Carnival Triumph debacle taking toll on cruise industry

The public’s perception of the cruise industry is plummeting like, well, a sinking ship.

The industry’s image has been battered by a series of mishaps, most recently the crisis on the Carnival Triumph, which lost power and was set adrift in the Gulf of Mexico in February.


Surveys by Harris Interactive show that the public’s perception of the quality and their trust in the cruise industry has continued to decline, even months after the Triumph disaster.

The lower scores extends to all the top cruise companies, not just Carnival, the surveys shows.


“These most recent findings, coupled with reports of heavily discounted pricing on Carnival cruises, indicate that the industry as a whole, as well as the Carnival brand specifically, may still be facing rough seas,” said Deana Percassi, vice president of Harris Poll Insights.

Carnival’s quality perception rating has dropped 28% since a survey taken before the Triumph mishap, while the score for all seven of the world’s largest cruise lines dropped an average of 13%, according to the survey.
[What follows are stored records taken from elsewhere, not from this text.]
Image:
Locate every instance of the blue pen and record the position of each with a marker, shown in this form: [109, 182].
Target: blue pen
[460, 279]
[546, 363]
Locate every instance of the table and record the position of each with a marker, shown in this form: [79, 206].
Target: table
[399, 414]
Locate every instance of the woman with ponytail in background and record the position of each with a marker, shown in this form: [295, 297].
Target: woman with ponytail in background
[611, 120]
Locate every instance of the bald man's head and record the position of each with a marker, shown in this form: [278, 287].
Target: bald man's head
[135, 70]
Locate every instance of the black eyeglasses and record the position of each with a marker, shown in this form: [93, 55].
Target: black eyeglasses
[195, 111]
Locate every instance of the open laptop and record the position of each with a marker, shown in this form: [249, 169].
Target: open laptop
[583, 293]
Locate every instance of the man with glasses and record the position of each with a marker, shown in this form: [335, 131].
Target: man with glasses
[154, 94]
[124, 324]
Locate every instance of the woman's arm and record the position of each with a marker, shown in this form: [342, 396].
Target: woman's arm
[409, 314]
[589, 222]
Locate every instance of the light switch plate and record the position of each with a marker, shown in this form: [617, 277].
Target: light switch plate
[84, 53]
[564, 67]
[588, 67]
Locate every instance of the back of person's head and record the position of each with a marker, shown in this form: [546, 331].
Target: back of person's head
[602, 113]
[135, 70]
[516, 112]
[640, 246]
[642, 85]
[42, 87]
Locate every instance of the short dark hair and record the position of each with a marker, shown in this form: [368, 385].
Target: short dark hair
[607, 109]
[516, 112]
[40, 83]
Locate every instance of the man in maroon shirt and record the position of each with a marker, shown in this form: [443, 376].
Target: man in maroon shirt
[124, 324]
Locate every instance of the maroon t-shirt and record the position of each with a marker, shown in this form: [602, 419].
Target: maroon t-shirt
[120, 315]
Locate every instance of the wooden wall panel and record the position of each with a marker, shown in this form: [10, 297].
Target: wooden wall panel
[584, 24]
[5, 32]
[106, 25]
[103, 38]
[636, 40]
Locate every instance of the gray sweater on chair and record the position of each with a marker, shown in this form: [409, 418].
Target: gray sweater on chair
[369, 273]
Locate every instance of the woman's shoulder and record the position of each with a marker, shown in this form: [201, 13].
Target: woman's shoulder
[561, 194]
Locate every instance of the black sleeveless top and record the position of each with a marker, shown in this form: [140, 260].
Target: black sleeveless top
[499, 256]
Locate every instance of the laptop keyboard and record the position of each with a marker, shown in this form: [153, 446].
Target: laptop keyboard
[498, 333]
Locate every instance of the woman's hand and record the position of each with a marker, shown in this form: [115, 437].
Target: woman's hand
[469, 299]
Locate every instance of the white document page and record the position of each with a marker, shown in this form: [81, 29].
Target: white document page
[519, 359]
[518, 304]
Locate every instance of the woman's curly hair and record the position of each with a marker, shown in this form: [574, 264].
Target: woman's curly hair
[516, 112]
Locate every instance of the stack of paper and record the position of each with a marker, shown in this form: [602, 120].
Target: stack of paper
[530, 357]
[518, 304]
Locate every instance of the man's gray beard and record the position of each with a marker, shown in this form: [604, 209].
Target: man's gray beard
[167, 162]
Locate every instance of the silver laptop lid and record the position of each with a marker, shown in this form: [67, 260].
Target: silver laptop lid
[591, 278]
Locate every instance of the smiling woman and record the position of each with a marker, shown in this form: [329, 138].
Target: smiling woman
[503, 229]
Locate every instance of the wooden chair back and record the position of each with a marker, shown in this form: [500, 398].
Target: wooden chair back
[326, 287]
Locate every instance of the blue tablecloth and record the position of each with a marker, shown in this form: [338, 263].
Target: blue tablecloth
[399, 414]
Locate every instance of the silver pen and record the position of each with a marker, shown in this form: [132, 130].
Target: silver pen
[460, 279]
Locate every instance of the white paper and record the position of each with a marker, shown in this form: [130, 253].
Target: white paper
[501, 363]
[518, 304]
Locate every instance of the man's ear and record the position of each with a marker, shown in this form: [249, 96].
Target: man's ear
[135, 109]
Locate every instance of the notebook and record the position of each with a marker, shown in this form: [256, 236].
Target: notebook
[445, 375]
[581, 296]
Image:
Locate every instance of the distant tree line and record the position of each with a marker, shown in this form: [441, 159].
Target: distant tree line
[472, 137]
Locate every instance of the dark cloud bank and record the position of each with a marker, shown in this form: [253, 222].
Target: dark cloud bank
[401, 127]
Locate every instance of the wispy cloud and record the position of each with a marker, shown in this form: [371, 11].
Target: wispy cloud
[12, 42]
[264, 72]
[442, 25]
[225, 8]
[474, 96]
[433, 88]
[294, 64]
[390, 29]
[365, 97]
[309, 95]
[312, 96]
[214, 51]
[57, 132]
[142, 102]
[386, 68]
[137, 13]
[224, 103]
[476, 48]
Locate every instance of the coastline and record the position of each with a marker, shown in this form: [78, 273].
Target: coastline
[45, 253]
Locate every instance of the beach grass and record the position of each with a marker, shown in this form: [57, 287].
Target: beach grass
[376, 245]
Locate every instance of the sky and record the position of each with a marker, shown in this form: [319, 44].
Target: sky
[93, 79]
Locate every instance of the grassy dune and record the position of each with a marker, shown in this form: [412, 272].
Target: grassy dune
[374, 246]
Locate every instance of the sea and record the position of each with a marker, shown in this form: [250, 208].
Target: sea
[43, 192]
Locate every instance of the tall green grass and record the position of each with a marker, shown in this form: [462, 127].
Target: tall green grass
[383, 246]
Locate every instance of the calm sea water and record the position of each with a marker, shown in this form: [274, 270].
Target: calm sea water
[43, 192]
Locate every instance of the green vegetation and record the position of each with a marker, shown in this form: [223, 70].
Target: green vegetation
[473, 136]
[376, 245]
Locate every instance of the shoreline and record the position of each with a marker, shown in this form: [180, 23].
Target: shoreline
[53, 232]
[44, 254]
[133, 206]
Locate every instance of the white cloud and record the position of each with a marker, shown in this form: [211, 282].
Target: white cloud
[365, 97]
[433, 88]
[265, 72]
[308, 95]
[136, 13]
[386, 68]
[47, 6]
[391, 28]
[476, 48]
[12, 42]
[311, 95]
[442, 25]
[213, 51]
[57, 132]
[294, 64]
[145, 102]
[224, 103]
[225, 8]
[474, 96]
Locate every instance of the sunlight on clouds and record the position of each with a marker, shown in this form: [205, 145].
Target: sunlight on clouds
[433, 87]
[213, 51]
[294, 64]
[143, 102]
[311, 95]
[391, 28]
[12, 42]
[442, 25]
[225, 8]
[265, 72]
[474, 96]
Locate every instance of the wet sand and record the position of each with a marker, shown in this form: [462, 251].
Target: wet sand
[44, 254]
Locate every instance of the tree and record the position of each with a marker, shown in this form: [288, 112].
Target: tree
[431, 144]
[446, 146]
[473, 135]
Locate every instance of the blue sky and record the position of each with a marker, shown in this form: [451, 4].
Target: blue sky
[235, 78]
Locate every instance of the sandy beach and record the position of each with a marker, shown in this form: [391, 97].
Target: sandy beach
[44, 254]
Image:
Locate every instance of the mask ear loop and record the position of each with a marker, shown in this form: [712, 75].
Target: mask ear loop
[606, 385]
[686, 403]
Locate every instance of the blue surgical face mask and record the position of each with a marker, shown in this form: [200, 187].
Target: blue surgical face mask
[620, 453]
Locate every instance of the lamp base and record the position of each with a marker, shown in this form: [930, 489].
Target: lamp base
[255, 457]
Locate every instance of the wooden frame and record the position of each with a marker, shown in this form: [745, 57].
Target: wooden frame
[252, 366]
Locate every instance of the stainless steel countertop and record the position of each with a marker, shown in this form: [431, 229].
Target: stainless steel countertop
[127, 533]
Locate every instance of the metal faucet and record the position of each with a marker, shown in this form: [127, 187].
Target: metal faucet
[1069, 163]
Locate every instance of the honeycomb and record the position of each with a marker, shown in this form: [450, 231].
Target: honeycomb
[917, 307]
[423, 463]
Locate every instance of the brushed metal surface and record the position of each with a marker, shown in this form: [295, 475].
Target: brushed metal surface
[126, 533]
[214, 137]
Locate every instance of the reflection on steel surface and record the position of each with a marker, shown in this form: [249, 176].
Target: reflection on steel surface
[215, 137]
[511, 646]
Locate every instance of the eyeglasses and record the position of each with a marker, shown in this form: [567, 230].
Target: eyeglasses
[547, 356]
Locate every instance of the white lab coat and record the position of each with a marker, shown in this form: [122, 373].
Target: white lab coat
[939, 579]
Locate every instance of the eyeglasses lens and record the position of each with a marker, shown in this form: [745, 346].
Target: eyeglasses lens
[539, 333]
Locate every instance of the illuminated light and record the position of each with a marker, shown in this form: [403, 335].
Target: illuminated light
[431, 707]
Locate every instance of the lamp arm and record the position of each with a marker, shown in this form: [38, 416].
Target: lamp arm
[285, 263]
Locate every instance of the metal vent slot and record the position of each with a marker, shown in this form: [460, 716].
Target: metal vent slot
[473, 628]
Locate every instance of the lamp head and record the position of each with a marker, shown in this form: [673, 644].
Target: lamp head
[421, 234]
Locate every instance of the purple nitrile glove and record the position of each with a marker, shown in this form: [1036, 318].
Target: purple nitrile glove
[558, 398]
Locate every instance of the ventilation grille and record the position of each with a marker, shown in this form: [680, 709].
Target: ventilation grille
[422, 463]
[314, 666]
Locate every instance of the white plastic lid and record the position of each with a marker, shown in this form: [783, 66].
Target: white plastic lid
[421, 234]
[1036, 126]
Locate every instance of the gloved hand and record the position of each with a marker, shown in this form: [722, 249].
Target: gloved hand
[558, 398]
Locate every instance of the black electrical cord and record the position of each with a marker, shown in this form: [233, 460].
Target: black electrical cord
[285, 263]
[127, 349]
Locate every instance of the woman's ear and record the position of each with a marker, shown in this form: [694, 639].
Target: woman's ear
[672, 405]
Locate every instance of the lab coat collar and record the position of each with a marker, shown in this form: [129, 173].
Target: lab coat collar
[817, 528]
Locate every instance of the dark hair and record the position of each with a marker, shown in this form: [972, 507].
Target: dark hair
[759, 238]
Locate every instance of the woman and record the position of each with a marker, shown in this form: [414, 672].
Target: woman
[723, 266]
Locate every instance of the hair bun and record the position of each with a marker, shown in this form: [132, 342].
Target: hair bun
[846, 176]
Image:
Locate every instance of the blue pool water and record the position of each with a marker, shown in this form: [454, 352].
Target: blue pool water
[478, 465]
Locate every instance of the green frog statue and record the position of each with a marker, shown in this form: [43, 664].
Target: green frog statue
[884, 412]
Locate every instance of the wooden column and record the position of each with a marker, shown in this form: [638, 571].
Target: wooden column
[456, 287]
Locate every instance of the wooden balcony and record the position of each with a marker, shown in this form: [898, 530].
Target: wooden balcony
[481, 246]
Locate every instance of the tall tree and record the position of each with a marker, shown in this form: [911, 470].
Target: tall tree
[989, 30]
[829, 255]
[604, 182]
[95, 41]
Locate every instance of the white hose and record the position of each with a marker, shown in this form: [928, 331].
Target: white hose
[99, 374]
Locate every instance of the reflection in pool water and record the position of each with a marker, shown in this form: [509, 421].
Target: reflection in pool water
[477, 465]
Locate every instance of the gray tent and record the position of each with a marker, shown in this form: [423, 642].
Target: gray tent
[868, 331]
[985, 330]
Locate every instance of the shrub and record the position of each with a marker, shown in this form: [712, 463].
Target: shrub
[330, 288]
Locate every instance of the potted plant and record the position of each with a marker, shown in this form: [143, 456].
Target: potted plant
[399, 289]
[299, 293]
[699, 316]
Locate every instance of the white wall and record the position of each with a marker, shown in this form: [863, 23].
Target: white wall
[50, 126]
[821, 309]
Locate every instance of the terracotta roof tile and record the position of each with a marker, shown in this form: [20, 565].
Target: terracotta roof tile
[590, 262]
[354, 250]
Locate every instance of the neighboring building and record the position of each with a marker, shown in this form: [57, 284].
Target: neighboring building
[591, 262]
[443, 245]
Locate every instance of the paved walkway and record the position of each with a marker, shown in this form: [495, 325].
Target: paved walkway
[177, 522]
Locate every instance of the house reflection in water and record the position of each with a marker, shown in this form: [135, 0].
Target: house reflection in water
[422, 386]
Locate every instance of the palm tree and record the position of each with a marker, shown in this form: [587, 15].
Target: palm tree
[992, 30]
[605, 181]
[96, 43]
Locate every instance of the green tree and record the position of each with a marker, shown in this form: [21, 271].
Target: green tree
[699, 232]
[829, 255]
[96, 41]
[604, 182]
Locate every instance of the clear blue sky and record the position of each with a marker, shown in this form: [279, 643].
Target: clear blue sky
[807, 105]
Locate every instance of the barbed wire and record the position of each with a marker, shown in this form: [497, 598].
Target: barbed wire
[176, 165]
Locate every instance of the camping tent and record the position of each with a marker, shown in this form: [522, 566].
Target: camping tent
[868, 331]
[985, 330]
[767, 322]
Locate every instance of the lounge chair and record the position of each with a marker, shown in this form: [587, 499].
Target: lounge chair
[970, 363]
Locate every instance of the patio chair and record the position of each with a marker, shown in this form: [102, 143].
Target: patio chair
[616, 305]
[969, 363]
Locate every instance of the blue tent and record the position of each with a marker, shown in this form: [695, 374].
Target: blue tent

The public’s trust score for Carnival dropped 26% since before the February crisis, while the average score dropped 12% for all seven of the top cruise lines.

Perhaps the most crucial public rating -- the intent to buy a cruise ticket -- dropped 20% for Carnival and 11% for all seven major cruise lines since before the Triumph debacle, the survey found.


In hopes of repairing its image, Carnival announced plans in April to spend $300 million to add an extra generator in each ship and upgrade fire-suppression systems to prevent the kinds of malfunctions that hobbled the Triumph.